5.0 Target for Pure Skin’s 2017 marketing campaign
Do some research here into what targeting is, why and how it’s used by marketers: just a paragraph or so to set up the section and to show us you understand the concept.
5.1 The most profitable target for Pure Skin’s Lip Glass would be the 24-35 year old women for the following reasons:
• They earn a comfortable income and therefore can afford to purchase cosmetic products frequently
• Segment contains 388,000 consumers so is a substantial cohort
• The target consumer has a full time job and needs to maintain a professional and well-groomed image
• They are image and fashion conscious, therefore they like to keep up with social trends
• Target has a busy and active social life that is conducive to Lip Glass being used frequently
(Then you go into a full description of the target audience...hint: this is the most interesting part of the assignment)...
The target woman is young, aged 24-35, single without children. She is planning to have children someday however career development is her main focus. She works full time in a professional role, having graduated from one of Australia’s most prestigious universities with a business degree. Current income is $50,000-$80,000.

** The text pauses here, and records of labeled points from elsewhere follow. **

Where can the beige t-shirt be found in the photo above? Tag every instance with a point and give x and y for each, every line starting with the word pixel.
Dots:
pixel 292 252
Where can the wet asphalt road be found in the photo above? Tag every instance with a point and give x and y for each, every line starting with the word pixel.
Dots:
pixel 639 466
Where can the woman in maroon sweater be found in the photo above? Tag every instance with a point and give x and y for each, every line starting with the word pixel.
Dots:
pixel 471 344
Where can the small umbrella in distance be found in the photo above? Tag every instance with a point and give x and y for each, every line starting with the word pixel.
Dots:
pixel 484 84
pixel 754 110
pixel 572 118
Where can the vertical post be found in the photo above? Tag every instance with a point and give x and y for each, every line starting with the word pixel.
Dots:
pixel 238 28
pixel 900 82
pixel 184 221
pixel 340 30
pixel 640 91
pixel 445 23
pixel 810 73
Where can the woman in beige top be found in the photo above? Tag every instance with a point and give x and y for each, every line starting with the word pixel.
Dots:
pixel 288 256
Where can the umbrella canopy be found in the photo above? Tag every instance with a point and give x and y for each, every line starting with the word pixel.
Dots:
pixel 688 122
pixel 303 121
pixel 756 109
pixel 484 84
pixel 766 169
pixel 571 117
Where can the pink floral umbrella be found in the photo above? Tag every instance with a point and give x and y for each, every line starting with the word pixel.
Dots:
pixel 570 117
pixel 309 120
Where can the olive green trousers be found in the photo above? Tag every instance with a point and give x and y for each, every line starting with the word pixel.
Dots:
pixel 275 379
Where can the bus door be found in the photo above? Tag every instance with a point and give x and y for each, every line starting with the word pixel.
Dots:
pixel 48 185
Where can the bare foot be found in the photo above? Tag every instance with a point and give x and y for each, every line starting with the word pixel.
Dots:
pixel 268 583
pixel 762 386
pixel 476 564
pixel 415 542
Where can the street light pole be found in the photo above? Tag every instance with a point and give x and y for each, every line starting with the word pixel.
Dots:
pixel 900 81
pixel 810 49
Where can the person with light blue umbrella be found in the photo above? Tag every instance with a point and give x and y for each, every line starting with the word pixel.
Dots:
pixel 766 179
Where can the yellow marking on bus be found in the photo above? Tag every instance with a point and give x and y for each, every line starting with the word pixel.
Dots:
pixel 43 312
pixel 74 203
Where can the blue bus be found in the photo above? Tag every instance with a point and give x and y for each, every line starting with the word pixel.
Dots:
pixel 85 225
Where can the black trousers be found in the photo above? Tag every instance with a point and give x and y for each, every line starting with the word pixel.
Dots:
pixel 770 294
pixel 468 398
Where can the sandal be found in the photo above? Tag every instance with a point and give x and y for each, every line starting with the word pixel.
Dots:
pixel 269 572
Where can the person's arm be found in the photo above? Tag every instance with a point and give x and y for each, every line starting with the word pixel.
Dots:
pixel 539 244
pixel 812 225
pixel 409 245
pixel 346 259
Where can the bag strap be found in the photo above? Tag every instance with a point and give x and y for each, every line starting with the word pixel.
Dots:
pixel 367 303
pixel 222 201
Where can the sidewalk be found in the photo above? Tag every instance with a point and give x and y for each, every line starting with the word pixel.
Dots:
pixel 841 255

This target woman lives in a shared apartment in an inner city Australian suburb (such as Carlton, Melbourne) close to facilities and entertainment, which occupy a large part of her time outside of work. She does not have a significant other, but a committed relationship is in her future. For now it’s about getting ahead at work, staying fit, looking good, (she’d like to travel around Australia before heading off on the OS trip and, eventually, meeting someone to settle with).
Confident, ambitious and successful, she works to maintain her busy and social lifestyle. Although her job is mentally tiring, she is happy with her position and career path. She works out before work three days a week and on Saturday mornings. She meets her friends for coffee after the gym on Saturdays and they shop as a group in the large local mall, mostly for clothes, cosmetics and accessories. She has a confident outlook about her future, believing she has the potential to get ahead, and achieving that success is important to her. She is independent and ambitious. She can afford what she wants, does her own thinking and makes her own decisions. When shopping for new products she generally looks for – you get the picture, I’m sure.

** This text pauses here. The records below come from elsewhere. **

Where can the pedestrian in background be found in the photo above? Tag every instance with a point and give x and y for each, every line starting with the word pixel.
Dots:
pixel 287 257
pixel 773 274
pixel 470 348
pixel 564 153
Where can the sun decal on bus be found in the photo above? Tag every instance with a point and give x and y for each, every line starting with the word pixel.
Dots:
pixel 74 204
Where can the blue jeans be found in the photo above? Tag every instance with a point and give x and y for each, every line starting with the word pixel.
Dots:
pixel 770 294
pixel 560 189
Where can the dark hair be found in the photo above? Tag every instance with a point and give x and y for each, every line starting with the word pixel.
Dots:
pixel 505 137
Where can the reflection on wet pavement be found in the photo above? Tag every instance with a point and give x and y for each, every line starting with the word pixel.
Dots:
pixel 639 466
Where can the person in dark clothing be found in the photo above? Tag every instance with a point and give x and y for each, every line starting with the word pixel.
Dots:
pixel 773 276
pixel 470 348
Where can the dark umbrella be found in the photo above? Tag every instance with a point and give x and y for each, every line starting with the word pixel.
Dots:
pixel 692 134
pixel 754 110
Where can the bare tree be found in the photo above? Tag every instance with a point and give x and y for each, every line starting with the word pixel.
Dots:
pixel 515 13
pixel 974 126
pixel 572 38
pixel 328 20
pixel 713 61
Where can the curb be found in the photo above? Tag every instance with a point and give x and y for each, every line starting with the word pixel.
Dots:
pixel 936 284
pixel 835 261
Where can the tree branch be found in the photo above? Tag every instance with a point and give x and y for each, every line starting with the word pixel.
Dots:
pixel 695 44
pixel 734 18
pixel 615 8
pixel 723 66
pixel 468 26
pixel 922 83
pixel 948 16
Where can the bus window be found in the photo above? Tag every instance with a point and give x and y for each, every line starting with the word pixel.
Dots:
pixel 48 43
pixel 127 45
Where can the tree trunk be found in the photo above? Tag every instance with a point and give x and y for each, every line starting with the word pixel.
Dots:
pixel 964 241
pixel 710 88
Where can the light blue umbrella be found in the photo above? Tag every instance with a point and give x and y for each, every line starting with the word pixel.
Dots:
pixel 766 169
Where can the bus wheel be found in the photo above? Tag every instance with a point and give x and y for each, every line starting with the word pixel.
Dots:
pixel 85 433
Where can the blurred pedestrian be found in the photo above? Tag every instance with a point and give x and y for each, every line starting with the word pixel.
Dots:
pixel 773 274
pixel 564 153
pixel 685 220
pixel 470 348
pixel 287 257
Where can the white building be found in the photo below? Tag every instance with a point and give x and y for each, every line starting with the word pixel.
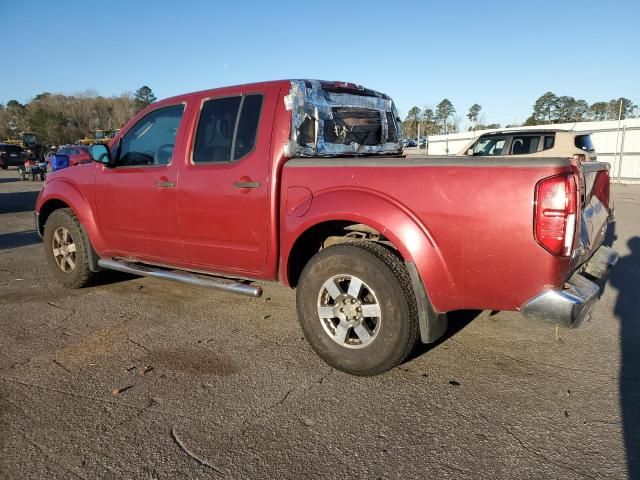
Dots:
pixel 620 147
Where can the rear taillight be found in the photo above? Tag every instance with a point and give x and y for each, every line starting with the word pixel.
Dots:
pixel 556 205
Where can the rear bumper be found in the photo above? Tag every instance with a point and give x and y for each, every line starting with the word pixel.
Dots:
pixel 570 306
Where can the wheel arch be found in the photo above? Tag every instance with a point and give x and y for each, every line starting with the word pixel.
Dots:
pixel 61 194
pixel 405 233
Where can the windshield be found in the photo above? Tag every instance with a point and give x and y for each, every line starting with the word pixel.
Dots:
pixel 583 142
pixel 489 146
pixel 29 139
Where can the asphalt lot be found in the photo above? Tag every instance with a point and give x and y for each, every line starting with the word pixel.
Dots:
pixel 140 378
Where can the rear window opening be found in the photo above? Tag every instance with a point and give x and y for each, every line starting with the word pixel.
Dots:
pixel 341 119
pixel 583 142
pixel 524 145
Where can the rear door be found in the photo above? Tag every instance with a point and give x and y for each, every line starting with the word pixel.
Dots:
pixel 137 200
pixel 224 188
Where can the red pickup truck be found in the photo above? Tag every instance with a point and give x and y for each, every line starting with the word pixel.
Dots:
pixel 304 182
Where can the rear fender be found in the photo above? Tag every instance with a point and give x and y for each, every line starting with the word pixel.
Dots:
pixel 404 230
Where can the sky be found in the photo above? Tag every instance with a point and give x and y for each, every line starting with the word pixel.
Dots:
pixel 500 54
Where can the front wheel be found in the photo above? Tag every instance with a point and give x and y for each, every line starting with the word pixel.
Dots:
pixel 66 249
pixel 357 308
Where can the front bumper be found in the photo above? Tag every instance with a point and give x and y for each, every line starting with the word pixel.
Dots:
pixel 571 305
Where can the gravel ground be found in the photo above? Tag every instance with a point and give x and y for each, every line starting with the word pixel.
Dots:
pixel 140 378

Lip gloss is a regular cosmetic purchase and the benefits she will be looking for from Lip Glass are shimmer and shine for her lips at work and in social situations. Lip Glass will enhance her lip colour and overcome dryness from long-lasting lipsticks. She will be a heavy user, refreshing her lip gloss after food and drink and throughout evenings out with friends. She will be completely loyal to Lip Glass as a result of the texture and flavour of the product and the consumer sales promotions encouraging on-going purchase. Kotler et al. pose an argument for Behavioural segmentation to be marketers’ first consideration and I concur with this, so you may like to consider placing this segmentation variable first.
This word count is 350, but is just off the top of my head, so you may be able to be more succinct given more time to play. Having said that, it’s about what I’d like to see – so try and save some word space up from other sections if you can to use here.